Physically Informed Machine Learning Researcher
Physically Informed Machine Learning Researcher
Project Description:
Process Modeling using Physically Informed Machine Learning
Key Responsibilities:
- Design and train physics-informed machine learning (PIML) models for the prediction of physical and chemical properties using data from experiments and computation constrained by physics requirements
- Implement algorithms to assess the performance of PIML models
- Assess uncertainty in the predictions of PIML models
- Develop systems for multiscale modeling of atomic layer deposition processes
- Develop software to implement the goals stated above (most likely in Python)

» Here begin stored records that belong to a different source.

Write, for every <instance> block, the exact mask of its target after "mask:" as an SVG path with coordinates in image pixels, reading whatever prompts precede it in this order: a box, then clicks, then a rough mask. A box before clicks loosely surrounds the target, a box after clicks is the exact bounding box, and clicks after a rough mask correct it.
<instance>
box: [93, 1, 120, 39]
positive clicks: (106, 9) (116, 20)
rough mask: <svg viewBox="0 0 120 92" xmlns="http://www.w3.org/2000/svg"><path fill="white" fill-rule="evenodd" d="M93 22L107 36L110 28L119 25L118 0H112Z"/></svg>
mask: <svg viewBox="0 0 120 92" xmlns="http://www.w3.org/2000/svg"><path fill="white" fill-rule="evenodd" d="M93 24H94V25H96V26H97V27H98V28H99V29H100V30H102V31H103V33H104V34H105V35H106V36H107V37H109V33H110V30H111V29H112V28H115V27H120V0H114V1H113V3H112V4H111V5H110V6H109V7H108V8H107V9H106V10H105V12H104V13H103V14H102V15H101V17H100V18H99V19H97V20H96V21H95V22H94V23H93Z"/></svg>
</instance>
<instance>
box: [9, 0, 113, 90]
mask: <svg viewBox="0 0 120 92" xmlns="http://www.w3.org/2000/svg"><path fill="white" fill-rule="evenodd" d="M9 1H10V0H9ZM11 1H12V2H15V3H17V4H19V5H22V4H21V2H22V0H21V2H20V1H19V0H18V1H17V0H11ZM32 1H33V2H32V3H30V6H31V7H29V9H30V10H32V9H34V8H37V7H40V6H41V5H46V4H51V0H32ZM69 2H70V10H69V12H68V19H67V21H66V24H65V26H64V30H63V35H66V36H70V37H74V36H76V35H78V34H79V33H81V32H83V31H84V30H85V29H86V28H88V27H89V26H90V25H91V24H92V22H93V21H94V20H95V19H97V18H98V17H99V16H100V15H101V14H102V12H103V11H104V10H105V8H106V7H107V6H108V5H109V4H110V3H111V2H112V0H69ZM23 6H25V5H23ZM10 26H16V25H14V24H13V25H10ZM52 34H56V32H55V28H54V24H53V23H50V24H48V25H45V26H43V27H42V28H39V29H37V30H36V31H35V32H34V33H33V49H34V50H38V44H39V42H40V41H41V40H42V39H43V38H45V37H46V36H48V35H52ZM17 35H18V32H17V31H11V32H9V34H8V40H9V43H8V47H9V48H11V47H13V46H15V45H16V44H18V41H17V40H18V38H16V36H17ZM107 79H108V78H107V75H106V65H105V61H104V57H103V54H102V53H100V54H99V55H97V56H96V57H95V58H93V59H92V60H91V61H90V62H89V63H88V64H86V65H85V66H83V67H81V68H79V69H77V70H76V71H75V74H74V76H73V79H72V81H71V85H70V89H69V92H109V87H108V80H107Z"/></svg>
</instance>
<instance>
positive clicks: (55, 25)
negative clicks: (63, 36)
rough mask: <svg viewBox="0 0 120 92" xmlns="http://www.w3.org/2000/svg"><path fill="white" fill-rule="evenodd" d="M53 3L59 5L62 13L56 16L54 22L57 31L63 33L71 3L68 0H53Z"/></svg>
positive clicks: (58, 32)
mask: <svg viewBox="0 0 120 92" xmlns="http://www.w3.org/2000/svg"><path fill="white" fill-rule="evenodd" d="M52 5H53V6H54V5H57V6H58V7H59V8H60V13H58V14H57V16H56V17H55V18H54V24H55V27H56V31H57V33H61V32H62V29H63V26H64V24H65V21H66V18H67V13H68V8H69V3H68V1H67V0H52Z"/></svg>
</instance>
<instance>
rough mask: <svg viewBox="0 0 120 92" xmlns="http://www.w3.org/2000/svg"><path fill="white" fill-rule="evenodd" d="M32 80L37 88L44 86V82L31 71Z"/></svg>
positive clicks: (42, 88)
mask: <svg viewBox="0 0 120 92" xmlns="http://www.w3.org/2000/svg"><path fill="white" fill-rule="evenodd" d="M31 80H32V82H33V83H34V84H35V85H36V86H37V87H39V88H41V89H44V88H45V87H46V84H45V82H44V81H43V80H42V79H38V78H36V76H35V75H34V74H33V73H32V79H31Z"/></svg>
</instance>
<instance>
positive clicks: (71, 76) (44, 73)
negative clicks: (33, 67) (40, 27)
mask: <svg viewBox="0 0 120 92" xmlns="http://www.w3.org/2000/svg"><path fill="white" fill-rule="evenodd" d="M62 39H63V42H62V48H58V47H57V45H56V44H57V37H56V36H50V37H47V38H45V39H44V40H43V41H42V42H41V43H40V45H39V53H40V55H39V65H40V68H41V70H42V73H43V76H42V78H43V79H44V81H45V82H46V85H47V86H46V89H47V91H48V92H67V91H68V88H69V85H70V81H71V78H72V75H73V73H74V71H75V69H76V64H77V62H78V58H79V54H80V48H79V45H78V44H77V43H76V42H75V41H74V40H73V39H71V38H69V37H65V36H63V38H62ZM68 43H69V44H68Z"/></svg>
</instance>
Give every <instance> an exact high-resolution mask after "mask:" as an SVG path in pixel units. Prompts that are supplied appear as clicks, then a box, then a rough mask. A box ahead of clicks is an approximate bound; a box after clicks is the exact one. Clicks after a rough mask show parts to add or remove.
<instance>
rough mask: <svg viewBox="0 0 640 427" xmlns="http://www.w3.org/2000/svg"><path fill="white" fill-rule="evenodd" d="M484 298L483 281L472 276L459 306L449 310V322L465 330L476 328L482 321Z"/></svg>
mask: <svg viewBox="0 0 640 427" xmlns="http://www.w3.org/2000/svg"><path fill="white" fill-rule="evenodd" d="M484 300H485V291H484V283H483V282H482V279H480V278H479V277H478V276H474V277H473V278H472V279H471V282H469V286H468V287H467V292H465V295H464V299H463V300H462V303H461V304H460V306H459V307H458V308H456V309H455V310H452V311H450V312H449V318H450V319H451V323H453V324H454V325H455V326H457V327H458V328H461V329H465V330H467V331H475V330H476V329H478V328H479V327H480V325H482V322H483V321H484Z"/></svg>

- Disseminate results through posters/seminars and international meetings and meeting seminars
- Ensure that all results, findings, data, software, etc. are correctly archived and transmitted through appropriate channels
- Algorithm development, implementation, and analysis
- Analyze heterogeneous data sources
- Present results at internal meetings, and occasional meetings with external stakeholders
- Ensuring that results, protocols, software, and documentation have been archived or otherwise transmitted to the larger organization
Desired Qualifications:
- U.S. Citizen Preferred
- Ph.D. in Chemistry, Physics, Mathematics, Computer Science, Data Science, or a related field
- Significant course work in one or more of chemistry, physics, mathematics, statistics and/or computer science
- Familiarity with one or more chemical process modeling packages (e.g. Cantera, CHEMKIN)
- Familiarity with one or more AI/ML software packages (e.g. Tensorflow or Pytorch)
- Ability to program in a modern computational language (e.g. Python)
- Strong oral and written communication skills
Other Details:
- Full-time: the participant is expected to work 40 hours a week
- Location: the participant will work at the NIST Gaithersburg Campus.
- Duration: this is expected to be a one-year position. Extensions are sometimes granted depending on the availability of funds.